Anyone have any ideas how to patch the codegen so it'll clean up the stack properly?

IIRC the goto rules in classic pascals were:
jumps are only allowed out of a block (iow from a higher to a lower nesting level on the "same" branch of the tree)
from local procedures to their parents.
The later was afaik never supported by Borland derived Pascals, but the first still holds.
So you need to generate exiting code like Martin says, but possibly it can be for multiple block levels, so you can't have a could codegeneration for each goto, but must generate code (to exit the precise number of needed blocks).
A typical test pattern is to exit from multiple nested ifs (possibly within a loop) using a goto, since that was a classic microoptimization that was faster at least up to D7.
Keep in mind that the if evaluation(s) and the begin..end blocks of their branches might have generated temps that need cleanup.
---------- added later
I think the codegenerator needs a way to walk the scopes between the goto and its endpoint, generating the relevant exit code for blocks along the way. That way a fix works for the general case and not just this example.
Since you can only jump out of scopes, and not into it that might not that be that hard.
IOW generate something that is equivalent to (for a hypothetical double case block)
Lgoto1gluecode:
// exit code first block
pop x
pop y
// exit code first block
pop A
pop B
goto real_goto_destination
Additional analysis can be done. E.g. if there is only one scope, and it has already a cleanup exit label, you can jump directly. If you know for certain that the above pop's are only discarded values (and not saves of registers) you can do them at once with add $16,%esp (4*4 byte values) etc.

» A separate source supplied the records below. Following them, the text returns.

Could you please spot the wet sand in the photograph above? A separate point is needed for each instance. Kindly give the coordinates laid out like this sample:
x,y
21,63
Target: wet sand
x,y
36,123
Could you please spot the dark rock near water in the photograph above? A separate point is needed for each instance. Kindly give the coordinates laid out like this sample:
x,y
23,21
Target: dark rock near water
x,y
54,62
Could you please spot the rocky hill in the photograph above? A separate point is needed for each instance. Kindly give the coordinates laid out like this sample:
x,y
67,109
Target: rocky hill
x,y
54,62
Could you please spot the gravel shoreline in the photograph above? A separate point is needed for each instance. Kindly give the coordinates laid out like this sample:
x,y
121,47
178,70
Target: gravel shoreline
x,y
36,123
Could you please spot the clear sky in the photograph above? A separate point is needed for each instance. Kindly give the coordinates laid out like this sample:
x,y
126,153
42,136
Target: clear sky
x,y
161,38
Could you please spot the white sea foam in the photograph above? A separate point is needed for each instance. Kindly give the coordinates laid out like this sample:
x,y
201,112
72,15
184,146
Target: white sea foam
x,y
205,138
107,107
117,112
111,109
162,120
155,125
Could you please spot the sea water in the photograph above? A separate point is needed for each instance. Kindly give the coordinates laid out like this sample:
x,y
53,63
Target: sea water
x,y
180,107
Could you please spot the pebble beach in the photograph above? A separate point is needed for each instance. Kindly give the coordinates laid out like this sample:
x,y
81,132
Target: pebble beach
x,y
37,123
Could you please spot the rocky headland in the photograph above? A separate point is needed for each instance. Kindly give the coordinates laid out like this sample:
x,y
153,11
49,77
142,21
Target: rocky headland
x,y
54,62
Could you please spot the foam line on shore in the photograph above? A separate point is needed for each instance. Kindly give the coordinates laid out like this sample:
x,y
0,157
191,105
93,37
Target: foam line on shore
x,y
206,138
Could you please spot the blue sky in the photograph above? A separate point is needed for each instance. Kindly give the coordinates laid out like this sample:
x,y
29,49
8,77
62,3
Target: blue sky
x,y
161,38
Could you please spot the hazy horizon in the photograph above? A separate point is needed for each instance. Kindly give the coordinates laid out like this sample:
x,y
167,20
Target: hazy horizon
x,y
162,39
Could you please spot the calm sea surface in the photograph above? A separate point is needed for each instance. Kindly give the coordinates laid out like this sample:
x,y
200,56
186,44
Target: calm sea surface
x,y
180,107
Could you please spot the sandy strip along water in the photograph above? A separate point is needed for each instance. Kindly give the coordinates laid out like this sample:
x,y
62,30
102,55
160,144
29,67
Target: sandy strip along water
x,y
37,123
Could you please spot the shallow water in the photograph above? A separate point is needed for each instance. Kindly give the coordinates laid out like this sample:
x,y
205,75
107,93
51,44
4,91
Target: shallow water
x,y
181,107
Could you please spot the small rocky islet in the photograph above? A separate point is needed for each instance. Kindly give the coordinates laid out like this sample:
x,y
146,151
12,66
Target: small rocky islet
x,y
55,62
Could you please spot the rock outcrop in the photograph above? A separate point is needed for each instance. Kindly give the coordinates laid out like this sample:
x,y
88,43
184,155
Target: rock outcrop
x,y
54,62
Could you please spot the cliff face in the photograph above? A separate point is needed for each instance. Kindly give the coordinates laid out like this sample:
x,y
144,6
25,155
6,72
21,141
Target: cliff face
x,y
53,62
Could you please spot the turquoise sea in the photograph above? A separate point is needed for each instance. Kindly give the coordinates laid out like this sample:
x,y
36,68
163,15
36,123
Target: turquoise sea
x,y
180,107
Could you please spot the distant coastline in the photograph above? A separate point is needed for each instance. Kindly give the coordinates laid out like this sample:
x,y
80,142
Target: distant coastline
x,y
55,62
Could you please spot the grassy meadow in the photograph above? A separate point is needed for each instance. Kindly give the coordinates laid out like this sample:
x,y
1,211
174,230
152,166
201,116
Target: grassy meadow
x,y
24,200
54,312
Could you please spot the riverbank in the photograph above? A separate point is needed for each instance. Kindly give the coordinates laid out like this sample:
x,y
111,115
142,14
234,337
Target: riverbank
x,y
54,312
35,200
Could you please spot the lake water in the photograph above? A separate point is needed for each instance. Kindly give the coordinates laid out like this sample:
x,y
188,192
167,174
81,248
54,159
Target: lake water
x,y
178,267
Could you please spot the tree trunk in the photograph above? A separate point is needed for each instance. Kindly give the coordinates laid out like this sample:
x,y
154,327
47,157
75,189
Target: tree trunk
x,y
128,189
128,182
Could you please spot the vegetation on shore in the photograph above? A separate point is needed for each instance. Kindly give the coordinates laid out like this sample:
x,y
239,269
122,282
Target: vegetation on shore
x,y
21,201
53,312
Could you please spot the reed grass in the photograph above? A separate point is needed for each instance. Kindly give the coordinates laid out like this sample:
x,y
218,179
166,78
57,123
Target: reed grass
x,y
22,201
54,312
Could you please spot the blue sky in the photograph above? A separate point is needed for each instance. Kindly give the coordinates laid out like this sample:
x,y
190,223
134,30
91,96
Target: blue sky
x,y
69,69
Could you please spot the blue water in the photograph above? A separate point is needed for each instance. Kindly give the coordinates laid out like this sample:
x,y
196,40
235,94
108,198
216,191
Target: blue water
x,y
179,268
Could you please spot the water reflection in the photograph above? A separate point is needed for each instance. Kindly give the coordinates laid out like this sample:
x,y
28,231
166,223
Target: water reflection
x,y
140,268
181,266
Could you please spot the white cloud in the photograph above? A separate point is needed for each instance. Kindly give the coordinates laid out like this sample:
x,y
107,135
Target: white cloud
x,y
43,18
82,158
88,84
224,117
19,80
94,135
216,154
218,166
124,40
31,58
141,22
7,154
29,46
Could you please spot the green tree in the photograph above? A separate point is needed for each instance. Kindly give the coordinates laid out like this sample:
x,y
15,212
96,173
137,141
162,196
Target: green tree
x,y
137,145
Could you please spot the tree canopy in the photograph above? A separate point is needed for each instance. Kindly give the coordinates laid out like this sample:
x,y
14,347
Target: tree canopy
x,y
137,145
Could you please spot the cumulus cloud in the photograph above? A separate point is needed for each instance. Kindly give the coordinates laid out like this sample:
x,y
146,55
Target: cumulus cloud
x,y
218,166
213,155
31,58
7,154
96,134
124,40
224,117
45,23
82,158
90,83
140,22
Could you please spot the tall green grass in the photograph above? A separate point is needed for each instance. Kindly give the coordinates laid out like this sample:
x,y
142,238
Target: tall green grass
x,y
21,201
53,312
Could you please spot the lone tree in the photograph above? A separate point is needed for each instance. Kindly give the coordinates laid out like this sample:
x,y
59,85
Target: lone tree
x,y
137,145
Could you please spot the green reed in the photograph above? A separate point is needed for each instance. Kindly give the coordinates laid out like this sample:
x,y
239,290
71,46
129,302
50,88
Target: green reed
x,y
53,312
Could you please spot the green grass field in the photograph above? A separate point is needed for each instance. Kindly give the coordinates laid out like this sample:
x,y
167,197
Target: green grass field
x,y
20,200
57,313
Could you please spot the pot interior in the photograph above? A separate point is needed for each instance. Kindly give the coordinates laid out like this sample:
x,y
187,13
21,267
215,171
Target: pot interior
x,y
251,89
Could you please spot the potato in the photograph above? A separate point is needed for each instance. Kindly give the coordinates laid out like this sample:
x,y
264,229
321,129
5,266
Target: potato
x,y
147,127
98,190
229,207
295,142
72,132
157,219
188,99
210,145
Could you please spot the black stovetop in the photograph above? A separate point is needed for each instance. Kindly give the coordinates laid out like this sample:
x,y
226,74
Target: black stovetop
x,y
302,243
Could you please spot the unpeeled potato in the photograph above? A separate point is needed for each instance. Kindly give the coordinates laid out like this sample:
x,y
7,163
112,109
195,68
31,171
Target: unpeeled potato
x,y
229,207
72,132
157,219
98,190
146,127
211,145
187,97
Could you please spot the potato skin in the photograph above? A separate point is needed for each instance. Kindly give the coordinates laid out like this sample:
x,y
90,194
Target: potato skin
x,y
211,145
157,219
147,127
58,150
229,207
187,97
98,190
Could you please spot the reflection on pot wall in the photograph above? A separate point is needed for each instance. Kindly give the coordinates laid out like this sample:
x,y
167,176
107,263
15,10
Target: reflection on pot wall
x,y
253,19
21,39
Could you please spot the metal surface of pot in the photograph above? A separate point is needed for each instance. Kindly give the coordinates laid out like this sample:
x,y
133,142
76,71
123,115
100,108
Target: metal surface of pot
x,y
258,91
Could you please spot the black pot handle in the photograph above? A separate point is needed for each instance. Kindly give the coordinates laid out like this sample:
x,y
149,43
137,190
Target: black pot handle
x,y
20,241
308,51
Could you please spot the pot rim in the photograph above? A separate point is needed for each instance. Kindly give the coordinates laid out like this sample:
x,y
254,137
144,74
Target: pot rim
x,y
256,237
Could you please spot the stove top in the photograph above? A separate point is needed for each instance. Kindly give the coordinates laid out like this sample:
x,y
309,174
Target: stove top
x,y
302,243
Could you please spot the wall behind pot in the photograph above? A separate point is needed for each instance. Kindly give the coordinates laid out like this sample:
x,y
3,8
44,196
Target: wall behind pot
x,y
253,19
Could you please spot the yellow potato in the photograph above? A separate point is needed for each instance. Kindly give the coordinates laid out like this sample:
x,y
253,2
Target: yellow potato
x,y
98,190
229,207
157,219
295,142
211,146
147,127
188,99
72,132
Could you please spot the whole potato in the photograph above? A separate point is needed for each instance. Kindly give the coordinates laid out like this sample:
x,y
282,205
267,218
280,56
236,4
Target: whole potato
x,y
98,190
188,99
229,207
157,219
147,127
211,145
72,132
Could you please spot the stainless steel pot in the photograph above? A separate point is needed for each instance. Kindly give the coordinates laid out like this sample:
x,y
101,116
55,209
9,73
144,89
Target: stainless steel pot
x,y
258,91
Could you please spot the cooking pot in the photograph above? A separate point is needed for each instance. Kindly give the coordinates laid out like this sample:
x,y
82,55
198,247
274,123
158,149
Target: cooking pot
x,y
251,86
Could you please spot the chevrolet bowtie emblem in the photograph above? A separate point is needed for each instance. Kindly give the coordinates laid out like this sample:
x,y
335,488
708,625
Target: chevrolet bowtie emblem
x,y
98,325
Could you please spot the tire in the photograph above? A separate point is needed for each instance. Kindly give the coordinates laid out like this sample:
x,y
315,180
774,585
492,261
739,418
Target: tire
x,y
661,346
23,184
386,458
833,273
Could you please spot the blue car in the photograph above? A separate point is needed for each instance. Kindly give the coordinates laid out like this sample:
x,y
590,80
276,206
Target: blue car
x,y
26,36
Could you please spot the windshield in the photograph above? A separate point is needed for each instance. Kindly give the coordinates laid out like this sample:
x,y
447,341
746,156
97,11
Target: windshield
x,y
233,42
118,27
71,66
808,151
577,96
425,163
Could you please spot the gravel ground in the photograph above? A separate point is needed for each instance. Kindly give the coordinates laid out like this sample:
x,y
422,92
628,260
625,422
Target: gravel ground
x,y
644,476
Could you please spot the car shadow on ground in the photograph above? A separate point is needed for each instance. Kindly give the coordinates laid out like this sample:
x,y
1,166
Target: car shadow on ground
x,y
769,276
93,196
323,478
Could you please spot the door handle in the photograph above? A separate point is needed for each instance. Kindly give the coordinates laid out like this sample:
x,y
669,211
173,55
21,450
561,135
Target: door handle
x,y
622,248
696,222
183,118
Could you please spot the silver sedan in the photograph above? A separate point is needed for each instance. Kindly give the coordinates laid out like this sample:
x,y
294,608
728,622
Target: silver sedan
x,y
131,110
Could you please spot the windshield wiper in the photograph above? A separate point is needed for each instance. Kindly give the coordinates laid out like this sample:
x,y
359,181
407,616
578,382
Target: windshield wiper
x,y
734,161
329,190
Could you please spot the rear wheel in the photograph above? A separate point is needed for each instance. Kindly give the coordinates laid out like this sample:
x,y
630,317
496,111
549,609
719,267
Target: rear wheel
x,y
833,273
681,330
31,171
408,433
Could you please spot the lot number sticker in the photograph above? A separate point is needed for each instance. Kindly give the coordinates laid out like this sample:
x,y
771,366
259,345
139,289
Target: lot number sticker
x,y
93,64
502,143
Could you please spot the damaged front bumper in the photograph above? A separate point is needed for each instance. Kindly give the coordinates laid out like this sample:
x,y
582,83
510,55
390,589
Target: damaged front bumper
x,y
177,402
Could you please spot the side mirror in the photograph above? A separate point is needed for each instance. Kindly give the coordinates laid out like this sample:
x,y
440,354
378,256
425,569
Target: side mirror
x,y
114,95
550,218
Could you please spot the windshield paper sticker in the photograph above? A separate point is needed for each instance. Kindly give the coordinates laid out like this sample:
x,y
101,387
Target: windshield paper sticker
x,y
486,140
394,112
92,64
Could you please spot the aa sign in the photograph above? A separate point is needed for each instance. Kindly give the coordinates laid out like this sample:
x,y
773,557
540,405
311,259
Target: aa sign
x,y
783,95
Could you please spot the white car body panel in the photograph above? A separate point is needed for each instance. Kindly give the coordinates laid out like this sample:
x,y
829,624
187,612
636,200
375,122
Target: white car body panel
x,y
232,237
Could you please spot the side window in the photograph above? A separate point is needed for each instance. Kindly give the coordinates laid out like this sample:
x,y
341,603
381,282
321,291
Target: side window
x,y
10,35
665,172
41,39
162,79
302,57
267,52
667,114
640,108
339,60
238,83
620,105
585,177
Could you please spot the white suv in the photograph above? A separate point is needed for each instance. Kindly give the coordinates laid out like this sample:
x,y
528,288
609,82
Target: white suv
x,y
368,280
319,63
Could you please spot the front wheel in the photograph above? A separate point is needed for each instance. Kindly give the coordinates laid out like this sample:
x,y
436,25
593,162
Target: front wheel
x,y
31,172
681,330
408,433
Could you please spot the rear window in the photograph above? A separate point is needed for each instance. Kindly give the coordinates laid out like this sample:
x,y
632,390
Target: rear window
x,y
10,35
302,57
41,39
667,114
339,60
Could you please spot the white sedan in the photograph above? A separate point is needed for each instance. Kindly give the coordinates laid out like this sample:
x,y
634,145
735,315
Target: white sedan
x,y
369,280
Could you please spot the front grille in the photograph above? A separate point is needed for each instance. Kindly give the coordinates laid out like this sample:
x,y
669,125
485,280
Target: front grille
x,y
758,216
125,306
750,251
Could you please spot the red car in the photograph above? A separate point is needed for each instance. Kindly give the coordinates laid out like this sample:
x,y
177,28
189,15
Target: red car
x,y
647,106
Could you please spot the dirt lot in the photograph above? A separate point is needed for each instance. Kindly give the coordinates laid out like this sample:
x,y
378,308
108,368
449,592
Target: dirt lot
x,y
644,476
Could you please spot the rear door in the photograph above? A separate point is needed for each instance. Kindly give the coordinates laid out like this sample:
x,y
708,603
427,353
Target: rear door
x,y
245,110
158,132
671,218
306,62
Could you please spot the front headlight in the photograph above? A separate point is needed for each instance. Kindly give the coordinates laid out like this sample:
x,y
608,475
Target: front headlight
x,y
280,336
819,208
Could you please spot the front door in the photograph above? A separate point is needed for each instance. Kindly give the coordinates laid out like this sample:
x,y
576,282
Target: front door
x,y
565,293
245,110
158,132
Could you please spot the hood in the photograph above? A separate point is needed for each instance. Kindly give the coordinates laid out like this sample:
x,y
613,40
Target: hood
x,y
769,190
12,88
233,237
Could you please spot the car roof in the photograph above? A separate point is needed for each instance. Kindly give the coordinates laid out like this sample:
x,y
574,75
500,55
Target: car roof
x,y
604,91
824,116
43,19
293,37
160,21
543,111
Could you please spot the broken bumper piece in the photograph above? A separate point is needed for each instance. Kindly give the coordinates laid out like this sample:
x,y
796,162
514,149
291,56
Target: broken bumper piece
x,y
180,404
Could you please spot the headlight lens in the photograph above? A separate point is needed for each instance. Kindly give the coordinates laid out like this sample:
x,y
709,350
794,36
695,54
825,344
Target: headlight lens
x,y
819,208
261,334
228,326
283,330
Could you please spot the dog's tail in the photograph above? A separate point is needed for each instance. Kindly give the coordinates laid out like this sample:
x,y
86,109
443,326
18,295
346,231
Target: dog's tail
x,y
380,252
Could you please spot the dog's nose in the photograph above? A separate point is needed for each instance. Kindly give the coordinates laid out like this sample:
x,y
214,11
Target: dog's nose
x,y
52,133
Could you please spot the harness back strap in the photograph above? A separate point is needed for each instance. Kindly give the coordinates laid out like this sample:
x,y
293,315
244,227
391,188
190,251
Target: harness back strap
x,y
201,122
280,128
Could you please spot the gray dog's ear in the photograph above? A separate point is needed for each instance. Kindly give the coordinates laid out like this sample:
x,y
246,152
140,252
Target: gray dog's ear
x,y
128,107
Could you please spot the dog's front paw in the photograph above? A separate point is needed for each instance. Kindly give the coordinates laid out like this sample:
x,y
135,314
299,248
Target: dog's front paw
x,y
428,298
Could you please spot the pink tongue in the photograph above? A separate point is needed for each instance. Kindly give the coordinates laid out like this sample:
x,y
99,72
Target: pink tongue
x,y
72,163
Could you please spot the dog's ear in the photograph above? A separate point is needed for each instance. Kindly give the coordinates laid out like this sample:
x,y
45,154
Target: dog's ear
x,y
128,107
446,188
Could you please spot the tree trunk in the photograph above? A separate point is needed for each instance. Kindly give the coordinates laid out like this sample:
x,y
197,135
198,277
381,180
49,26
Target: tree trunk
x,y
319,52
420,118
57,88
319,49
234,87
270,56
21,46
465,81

The straightforward solution would be:
When generating a GOTO for goto statement, prefix the GOTO with the same cleanup code that comes before RET.

It looks to me like the calculation of how far to jump forward is the problem. I would have to spend some time looking at the implementation of the parser to help further, but my guess would be that additional handling must be performed when using a goto and there are values on the stack AND the goto would be placed after those values would be removed from the stack. Of course to determine this you would need to save the current location being parsed (the goto) and the forward parse to the target location watching for stack changes, and if so then to either adjust the goto location backwards, or inject the code as Martin suggested.